The point is not that (1) is misleading and (2) isn’t. Thinking in terms of r–α selection (or K–α selection!) isn’t any better (or worse) than thinking in terms of r–K selection. The point is that, if you’re even asking about the effect of selection on any parameter in either of these equations, you’re letting a mathematically-arbitrary choice dictate what questions you ask about reality.

It’s not just in the context of r–K selection that this issue crops up. For instance, what if you want to incorporate abiotic environmental fluctuations into the logistic equation? Conventionally, we think of abiotic environmental fluctuations as acting in a density-independent fashion. But if you incorporate such fluctuations into your model by allowing r in (1) to vary over time while holding K constant, you’re implicitly assuming that the strength of intraspecific competition varies over time. Which seems like pretty much the exact opposite of what you wanted to assume.

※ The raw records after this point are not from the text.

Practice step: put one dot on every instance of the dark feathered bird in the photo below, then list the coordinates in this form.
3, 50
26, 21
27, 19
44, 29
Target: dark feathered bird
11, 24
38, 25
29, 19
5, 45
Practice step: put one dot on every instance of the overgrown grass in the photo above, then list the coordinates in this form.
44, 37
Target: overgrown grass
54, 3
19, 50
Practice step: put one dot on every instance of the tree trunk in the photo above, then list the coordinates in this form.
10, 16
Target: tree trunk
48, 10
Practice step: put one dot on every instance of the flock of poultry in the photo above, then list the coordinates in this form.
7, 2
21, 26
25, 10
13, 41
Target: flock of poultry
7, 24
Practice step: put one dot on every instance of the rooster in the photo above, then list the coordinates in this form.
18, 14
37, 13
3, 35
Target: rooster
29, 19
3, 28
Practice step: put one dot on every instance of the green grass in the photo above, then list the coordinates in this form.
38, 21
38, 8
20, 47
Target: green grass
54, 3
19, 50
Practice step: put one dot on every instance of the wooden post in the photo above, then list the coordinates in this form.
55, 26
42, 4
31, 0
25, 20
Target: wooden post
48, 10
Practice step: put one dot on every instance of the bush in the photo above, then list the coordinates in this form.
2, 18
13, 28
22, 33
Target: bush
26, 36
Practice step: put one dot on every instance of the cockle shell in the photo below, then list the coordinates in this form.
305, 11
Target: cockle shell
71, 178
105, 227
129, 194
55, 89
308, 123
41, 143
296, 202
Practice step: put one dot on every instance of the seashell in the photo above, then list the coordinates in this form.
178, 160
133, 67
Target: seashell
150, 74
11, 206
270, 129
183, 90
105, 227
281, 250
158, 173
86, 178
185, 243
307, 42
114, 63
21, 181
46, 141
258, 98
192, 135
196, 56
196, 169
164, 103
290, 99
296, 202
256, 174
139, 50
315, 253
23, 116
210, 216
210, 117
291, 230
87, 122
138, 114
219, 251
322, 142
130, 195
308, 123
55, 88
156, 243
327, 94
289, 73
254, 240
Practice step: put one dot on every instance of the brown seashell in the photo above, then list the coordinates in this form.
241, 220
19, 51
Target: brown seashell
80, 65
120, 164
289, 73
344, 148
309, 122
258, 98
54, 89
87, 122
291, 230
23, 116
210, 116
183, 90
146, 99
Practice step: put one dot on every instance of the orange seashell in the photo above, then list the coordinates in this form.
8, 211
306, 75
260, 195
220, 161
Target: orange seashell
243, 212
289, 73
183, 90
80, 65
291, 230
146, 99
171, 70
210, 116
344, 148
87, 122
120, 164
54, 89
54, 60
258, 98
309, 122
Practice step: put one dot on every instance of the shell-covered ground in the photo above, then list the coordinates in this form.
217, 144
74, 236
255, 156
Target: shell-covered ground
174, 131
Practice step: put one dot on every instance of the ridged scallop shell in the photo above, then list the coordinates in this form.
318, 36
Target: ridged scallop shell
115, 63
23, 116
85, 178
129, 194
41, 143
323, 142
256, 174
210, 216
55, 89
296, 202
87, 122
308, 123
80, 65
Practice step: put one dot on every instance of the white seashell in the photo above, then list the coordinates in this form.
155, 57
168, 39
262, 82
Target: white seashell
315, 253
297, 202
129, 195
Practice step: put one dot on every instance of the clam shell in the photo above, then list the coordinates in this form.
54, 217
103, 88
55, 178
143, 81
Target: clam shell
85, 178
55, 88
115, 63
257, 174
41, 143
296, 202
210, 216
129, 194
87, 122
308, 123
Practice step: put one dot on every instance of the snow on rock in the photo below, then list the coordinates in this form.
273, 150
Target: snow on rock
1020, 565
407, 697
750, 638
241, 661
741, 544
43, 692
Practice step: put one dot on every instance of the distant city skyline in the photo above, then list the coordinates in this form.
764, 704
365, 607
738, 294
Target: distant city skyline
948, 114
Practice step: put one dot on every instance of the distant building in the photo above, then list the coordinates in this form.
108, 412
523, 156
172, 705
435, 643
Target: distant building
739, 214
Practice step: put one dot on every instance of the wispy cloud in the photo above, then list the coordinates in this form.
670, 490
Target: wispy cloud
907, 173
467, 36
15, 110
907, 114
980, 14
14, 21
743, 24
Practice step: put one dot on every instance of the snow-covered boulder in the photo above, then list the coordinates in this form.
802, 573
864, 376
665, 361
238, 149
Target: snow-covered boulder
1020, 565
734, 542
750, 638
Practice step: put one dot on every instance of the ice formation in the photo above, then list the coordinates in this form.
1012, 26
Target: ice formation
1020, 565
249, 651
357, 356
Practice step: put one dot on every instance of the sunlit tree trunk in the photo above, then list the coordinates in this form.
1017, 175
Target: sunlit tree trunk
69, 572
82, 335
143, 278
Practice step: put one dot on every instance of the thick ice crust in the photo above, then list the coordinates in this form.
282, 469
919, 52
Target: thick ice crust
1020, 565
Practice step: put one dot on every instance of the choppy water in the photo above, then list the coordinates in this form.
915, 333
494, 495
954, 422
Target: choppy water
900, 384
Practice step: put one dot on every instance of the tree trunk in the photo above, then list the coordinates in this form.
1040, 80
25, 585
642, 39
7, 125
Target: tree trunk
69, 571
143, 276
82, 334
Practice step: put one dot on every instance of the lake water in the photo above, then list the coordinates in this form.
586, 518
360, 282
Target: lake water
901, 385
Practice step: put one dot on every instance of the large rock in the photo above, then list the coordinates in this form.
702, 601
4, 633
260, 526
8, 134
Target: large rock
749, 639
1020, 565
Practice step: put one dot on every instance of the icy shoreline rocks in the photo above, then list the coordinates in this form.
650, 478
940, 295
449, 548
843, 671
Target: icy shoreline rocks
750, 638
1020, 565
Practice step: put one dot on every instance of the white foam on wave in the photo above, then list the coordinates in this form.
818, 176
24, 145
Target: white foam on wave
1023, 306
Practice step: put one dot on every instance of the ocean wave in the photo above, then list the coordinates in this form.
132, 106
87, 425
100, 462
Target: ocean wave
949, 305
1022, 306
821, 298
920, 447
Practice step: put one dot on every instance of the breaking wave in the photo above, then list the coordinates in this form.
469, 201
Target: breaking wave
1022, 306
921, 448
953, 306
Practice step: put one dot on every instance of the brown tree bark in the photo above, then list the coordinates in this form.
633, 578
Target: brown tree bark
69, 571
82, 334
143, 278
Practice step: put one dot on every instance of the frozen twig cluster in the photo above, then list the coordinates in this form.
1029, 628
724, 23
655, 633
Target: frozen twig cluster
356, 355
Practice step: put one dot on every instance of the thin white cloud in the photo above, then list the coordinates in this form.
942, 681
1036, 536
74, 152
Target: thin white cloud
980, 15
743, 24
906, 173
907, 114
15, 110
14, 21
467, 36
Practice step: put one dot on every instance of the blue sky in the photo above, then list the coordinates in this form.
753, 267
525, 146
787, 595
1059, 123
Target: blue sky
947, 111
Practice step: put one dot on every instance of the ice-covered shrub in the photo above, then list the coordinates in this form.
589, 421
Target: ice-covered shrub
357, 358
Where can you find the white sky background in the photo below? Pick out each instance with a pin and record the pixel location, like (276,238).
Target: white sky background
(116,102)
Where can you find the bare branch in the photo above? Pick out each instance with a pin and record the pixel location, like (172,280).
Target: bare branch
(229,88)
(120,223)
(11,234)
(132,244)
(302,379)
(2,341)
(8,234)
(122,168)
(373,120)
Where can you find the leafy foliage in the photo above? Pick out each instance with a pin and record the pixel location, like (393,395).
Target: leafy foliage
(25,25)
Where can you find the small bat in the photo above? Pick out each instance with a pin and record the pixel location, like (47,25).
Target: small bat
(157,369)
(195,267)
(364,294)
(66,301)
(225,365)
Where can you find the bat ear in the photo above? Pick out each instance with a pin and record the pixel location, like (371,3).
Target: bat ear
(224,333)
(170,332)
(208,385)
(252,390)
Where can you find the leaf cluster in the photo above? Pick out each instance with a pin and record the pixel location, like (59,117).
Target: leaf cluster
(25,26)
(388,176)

It’s absolutely legitimate and interesting to ask whether natural selection will favor different traits in low- and high-density populations. That’s the question MacArthur and Wilson (1967) asked. But that question needs to be asked in a way that makes sense independent of arbitrary mathematical choices. Your ideas should dictate your words and your math—not the other way around.**

*footnote: I actually do think there are situations where a mathematical model can be considered “real”, and another, mathematically-equivalent version merely “phenomenological”. For instance, the Holling type II functional response is mathematically equivalent to the Michaelis-Menten equation for enzyme kinetics. But the parameters of the Holling type II functional response (“attack rate” and “handling time”) both have straightforward mechanistic interpretations; they are natural parameters in the “microscopic” model of the behavior of individual predators from which the Holling type II functional response is derived. In contrast, the Michaelis-Menten equation contains a phenomenological parameter (the “half-saturation constant”), which is simply half of the maximum reaction rate. It’s perfectly estimable, but it would be somewhat awkward and artificial (at least to my mind) to use it as a parameter in a “microscopic” model of the behavior of individual molecules in an enzyme-catalyzed reaction. A more controversial case has to do with alternative, mathematically-equivalent formulations of group and kin selection models in evolutionary biology.

**footnote #2: In doing some background reading for this post, I stumbled on an old article by Eric Pianka (Pianka 1972) He explicitly recognizes that equations (1) and (2) are equivalent, although he seems to prefer (2) as a description of reality. He also argues against the alternative idea of “b and d selection” (Hairston et al. 1970), saying that this notion is “merely a matter of definition” springing from Hairston et al.’s choice of notation for the logistic equation, which restricts discussion of “biologic reality”. So my complaint about arbitrary notational choices shaping our thinking about real-world issues is hardly original to me, and in fact goes back to the earliest discussions of r and K selection. I still think it’s worth repeating. Indeed, Rueffler et al. (2008) make much the same complaint, arguing that the parameters in (1) and (2) are population-level parameters which have no straightforward mapping to the individual-level parameters on which selection actually acts, so that it’s misleading to think of selection as acting on r and K (or, presumably, on r and α). I wonder how many times this point will have to be repeated in order to kill off this zombie idea, so that discussions of selection in low- and high-density populations are no longer distorted by arbitrary notational choices.